Not Dead in a Ditch - Take Two - Part I - Mechanical Update

Apparently my previous post was lost when I did a couple of edits, so going to try again and split it into two parts.  If you think you've read it before, then you probably did! LOL!

Just wanted to give an update as it's been a little while and while progress is slow, it has been happening.

Most importantly Juno finally went to the mechanics!!  WOOT WOOT.  

My guy is awesome - he even came and got it for me since I was nervous about taking it on the road with the stall-from-idle-issue.  The BF ended up stranded along the way from Denver several times when it cut out and he couldn't get it started right away.  From here to the mechanics is heavy traffic (including the street that runs outside our house), so he had mercy on me and offered to take it in.  Funny to think the plates went on it last October and I haven't done more than moved it around the yard :-) 

He's replaced the carburetor with the same (another Edelbrock), ran down an exhaust leak–and says I won't even recognize it.  Runs smooth as silk.  He also was pretty impressed with how strong the engine ran for its age (if you haven't been following it's an 84 360 Dodge Ram V8).  Lakota was instrumental on me taking the chance on her so I know he'll be glad to hear that (the previous three mechanics all gave a thumbs up, but I really wanted to hear mine say it).  I'm hoping with continued good maintenance I'll get quite a few miles out of her (she's got 67K on her now).
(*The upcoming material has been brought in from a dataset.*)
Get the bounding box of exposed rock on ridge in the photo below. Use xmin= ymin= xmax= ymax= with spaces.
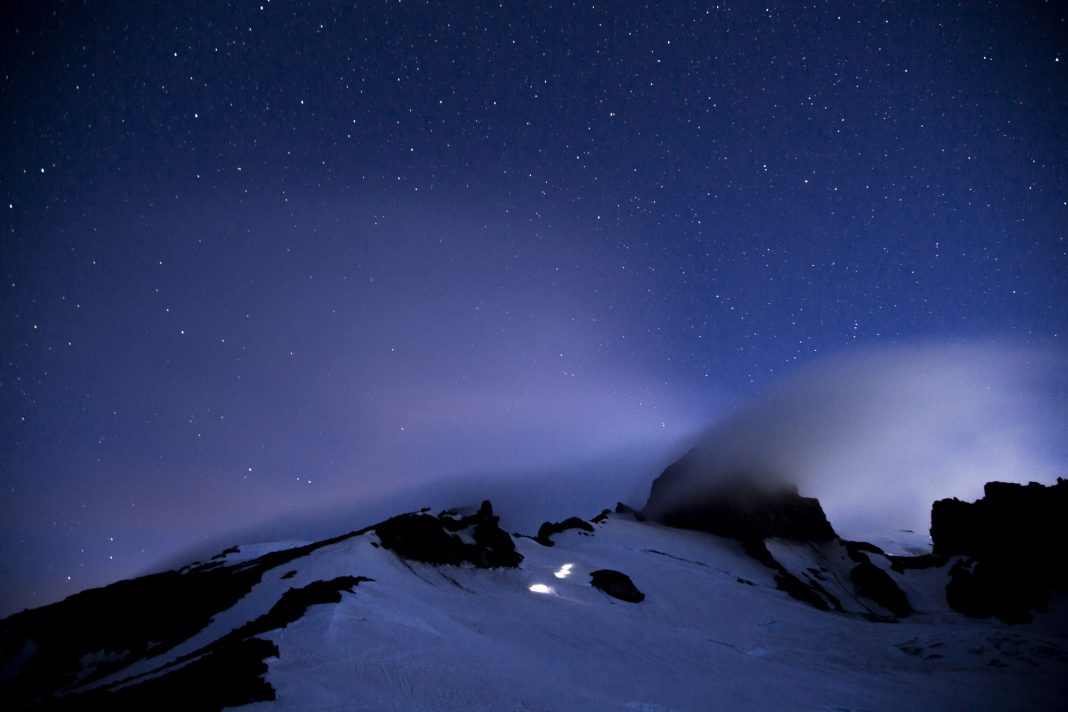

I agreed with the replacement on the carb - the PO said he put $1000 into it, I put $600 before it left Denver for a choke and adjustments, and ultimately Toney showed me when he was adjusting it that it wasn't responding well to those.  It's hard to find people to rebuild, it's not his strong suit (although he did drive this exact engine back in the day in Texas he said, hauling a gooseneck), and ultimately having a warranty and the replacement done by my home base mechanic seemed the obvious way to go. He cares that I'm safe.  So!  Stop throwing good money after bad.  Cut my losses-and all those cliches.

This next week he'll be running through my list - fluids, brakes, suspension, lines, sparks, all the major parts that should be reviewed - got a light out that replacing the bulb didn't help, a sticky seatbelt, oil leak, and the shifter display is broken, etc.  He's also going to show me the basics of all my fluids–how to change the, what to watch for, listen for, and how to adjust the carb.  I'm having him order me spare belts and more difficult to find parts that might be worth me carrying.  The belts took 4 hours each time they went off to track down. That was especially not cheap when paying a mobile mechanic.  But gas caps, fuel filters are easy and still can be found at any auto parts so just what might be a bear.

I can see that these 'classic' engines might be a challenge at times but I'm feeling good - I can learn a lot of the basic maintenance and get a working knowledge of how it works, so at minimum can talk intelligently to any mechanic and make good decisions.  Feel like I have a workhorse.  Plenty of power and built well with not the myriad of things that can go wrong like you can with all the computerized stuff.

After that she'll go to the tire place (tires look good and what I could tell on the outside ones, new tires, but need to look at the inside duallies and I think the spare is old).  

Then, that's a huge mile maker under the belt.  She'll be ready for me to take out and safe!

I'll publish Part II later today with pics.  It will be about sewing and curtains!  Yeah, I'm nodding off too, already.  Okay, I'll add a plumbing update, too.

Hope everyone is having a great weekend either campering or puttering on their rigs (and enjoying it!).